Nous sommes d’avis qu’il est préférable, autant que possible, de se procurer des produits végétaux frais, non transformés, et de faire soi-même la cuisine afin de contrôler tous les ingrédients et éviter ainsi d’ingérer du sodium ou des gras saturés en quantité excessive, comme c’est le cas de la plupart des produits ultra-transformés, y compris ces nouvelles galettes sans viande. Les aliments gras et salés sont perçus comme ayant bon goût par une grande majorité des êtres humains et l’industrie alimentaire prend cela en compte lorsqu’elle conçoit les produits alimentaires ultra-transformés qu’elle propose sur le marché. Si l’on a envie de manger un « burger » sans viande pourquoi ne pas essayer de le préparer soi-même avec des haricots noirs (recettes ici et ici), de l’avoine, des lentilles ou du quinoa ?

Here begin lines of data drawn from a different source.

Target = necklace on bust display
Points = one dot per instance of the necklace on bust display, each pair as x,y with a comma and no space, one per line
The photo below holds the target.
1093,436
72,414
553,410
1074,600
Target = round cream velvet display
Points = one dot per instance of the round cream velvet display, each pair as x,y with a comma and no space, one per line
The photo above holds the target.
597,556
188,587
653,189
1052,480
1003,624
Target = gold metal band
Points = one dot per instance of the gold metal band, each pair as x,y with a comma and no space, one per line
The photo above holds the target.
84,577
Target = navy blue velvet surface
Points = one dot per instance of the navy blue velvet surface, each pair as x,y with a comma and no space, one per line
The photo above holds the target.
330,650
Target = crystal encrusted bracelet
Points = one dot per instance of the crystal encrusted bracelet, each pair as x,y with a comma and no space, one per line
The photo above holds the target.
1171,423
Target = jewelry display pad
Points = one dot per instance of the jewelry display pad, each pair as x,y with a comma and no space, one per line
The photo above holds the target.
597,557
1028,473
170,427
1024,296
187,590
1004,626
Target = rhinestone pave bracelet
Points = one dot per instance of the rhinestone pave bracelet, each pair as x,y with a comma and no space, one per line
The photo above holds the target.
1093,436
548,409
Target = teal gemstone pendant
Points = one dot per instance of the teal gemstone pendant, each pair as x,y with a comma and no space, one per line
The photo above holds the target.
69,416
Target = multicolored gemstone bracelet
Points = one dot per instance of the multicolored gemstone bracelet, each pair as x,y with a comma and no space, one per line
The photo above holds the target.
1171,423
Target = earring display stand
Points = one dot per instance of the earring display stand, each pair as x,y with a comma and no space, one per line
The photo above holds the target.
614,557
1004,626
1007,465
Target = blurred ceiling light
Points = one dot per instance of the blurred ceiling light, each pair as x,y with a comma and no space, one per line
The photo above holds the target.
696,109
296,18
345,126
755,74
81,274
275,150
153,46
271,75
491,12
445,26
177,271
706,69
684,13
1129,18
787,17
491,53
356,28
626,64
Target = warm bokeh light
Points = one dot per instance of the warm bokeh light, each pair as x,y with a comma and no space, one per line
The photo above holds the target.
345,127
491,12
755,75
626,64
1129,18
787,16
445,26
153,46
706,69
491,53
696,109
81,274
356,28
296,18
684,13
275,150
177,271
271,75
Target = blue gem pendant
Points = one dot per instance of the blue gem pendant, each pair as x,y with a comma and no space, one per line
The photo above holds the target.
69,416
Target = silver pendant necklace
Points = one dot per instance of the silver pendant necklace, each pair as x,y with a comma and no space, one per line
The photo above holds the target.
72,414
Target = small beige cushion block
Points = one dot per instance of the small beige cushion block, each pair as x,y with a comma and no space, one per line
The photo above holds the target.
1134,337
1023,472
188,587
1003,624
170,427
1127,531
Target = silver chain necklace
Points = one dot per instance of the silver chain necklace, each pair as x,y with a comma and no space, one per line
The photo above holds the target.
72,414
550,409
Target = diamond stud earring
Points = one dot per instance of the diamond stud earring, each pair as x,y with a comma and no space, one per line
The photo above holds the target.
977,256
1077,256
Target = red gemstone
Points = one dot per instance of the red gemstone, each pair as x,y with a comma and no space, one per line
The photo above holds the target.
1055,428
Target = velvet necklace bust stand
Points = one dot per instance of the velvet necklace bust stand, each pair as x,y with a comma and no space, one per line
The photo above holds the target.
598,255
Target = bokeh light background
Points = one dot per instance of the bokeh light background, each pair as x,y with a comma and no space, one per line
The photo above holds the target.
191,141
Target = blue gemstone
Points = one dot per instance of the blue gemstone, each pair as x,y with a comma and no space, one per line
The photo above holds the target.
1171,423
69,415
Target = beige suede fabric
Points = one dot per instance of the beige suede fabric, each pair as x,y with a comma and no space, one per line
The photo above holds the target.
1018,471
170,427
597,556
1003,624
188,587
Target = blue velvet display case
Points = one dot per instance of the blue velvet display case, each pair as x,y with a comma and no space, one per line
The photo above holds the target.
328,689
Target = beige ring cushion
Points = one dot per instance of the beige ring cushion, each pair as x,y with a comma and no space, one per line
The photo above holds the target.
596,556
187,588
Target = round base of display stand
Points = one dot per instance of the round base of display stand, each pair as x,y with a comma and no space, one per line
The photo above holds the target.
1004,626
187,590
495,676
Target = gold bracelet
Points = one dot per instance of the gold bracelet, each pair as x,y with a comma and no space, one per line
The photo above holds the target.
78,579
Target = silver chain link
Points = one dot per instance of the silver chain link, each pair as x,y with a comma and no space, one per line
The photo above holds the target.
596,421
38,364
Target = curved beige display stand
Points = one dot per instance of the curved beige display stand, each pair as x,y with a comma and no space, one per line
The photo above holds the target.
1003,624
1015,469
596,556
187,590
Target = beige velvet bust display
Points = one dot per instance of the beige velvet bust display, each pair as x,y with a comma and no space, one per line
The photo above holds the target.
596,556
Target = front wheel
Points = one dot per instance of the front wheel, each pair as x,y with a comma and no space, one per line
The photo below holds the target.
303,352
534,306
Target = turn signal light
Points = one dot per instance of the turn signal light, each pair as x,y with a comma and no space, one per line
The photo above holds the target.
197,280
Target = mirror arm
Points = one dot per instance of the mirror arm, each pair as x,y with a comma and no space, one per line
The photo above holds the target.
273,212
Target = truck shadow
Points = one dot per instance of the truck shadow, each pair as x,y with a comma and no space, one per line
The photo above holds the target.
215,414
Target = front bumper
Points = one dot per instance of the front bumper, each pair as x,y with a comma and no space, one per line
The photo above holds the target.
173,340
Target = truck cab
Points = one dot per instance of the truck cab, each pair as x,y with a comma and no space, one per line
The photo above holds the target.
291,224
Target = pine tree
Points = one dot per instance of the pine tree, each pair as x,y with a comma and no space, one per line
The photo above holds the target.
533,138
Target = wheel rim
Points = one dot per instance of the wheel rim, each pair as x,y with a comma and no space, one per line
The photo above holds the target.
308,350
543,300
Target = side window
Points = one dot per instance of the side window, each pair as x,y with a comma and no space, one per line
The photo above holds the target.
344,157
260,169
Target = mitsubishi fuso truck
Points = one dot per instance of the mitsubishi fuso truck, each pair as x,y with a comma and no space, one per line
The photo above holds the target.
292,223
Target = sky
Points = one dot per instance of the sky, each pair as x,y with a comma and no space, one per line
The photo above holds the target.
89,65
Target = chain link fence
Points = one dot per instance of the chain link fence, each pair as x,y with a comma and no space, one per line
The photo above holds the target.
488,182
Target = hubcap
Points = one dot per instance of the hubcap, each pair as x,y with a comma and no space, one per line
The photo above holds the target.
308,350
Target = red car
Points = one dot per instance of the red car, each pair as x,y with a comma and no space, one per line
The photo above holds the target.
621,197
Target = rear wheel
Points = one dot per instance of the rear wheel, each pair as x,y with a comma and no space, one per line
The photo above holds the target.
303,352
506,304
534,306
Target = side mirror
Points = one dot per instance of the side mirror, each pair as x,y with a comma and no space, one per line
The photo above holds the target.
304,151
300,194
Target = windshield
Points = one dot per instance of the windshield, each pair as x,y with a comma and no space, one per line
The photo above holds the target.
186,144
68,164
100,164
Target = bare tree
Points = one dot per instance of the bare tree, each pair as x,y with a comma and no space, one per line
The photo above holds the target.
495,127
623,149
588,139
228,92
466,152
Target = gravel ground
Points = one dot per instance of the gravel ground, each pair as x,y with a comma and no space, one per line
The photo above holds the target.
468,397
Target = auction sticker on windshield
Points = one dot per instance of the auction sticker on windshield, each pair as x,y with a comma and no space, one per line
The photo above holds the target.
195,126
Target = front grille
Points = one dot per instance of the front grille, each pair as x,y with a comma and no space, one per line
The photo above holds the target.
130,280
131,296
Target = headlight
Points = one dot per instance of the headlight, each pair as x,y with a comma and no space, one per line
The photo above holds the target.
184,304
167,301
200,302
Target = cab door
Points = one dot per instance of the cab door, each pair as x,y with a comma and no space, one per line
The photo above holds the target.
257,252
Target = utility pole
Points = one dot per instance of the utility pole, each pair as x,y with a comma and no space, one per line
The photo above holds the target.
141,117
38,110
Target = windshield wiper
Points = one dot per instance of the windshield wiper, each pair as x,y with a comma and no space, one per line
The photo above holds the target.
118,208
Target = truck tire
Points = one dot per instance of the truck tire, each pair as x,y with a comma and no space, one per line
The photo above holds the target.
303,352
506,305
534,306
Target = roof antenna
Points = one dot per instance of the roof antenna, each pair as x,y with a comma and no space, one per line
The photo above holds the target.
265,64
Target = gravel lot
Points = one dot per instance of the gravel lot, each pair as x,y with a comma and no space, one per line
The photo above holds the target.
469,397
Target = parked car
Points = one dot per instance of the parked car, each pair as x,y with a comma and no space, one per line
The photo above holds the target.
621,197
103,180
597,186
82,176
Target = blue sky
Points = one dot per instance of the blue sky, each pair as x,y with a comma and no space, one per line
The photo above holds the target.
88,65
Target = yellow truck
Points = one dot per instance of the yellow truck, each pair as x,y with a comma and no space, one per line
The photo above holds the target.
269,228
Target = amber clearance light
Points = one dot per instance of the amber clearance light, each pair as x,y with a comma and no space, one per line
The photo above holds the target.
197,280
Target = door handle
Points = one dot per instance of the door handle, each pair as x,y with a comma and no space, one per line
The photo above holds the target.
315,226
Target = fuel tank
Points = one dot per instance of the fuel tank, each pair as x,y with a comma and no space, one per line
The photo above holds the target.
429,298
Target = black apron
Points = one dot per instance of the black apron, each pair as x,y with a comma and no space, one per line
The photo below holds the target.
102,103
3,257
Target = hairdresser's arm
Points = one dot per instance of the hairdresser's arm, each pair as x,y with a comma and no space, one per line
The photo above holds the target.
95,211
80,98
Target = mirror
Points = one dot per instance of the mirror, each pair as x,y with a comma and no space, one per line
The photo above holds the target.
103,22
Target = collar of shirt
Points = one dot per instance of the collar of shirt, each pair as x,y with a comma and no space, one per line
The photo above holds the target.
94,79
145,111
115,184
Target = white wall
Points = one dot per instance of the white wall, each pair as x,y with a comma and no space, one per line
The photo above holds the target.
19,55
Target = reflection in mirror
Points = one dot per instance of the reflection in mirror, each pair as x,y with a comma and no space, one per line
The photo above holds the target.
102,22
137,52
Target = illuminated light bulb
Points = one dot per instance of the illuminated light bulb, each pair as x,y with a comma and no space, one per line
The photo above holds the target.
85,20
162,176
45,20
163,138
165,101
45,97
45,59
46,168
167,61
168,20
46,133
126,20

Production de « viande » en laboratoire
La production de « viande » in vitro consiste à cultiver des cellules musculaires animales (à partir de cellules non différenciées ou « cellules souches ») dans un environnement contrôlé ou en laboratoire. La première galette de bœuf produite dans un laboratoire en 2013 avait coûté 215 000 livres sterling ($363,000 Can), mais le prix a considérablement diminué depuis. Ce produit n’est cependant pas près d’être commercialisé puisqu’il y a encore plusieurs problèmes technologiques à résoudre avant qu’il puisse être produit à grande échelle. De plus, si le produit expérimental actuel peut être utilisé pour imiter avec succès la viande hachée, on est encore loin de pouvoir faire croître les cellules sous une forme tridimensionnelle qui ressemblerait à un steak, par exemple.

La technologie pourrait être utilisée pour produire par exemple de la chair de « Fugu » (poisson-globe), un mets délicat prisé par les Japonais, mais qui peut être mortel si le chef ou les entreprises spécialisées ne préparent pas ce poisson correctement.  En effet, la tétradoxine contenue dans le foie, les ovaires et la peau du fugu est un puissant poison paralysant pour lequel il n’y a pas d’antidote. La chair de fugu fabriquée en laboratoire ne contiendrait pas du tout de poison et serait sans danger pour les consommateurs.

Un autre exemple d’application avantageuse serait la production de foie gras de canard. Une majorité de Français (67%) sont contre la méthode de production traditionnelle par gavage qui fait souffrir les animaux. Une entreprise (Suprême) est en train de développer une méthode pour obtenir du foie gras à partir cellules isolées d’œufs de canard.

D’autres entreprises sont en train de mettre au point des méthodes pour produire du blanc d’œuf et des protéines du lait par fermentation plutôt qu’en utilisant des animaux. Bien que cette « agriculture cellulaire » semble encore un peu « futuriste », elle pourrait prendre de plus en plus de place dans l’industrie alimentaire et contribuer à réduire la production de viande qui est néfaste pour notre planète.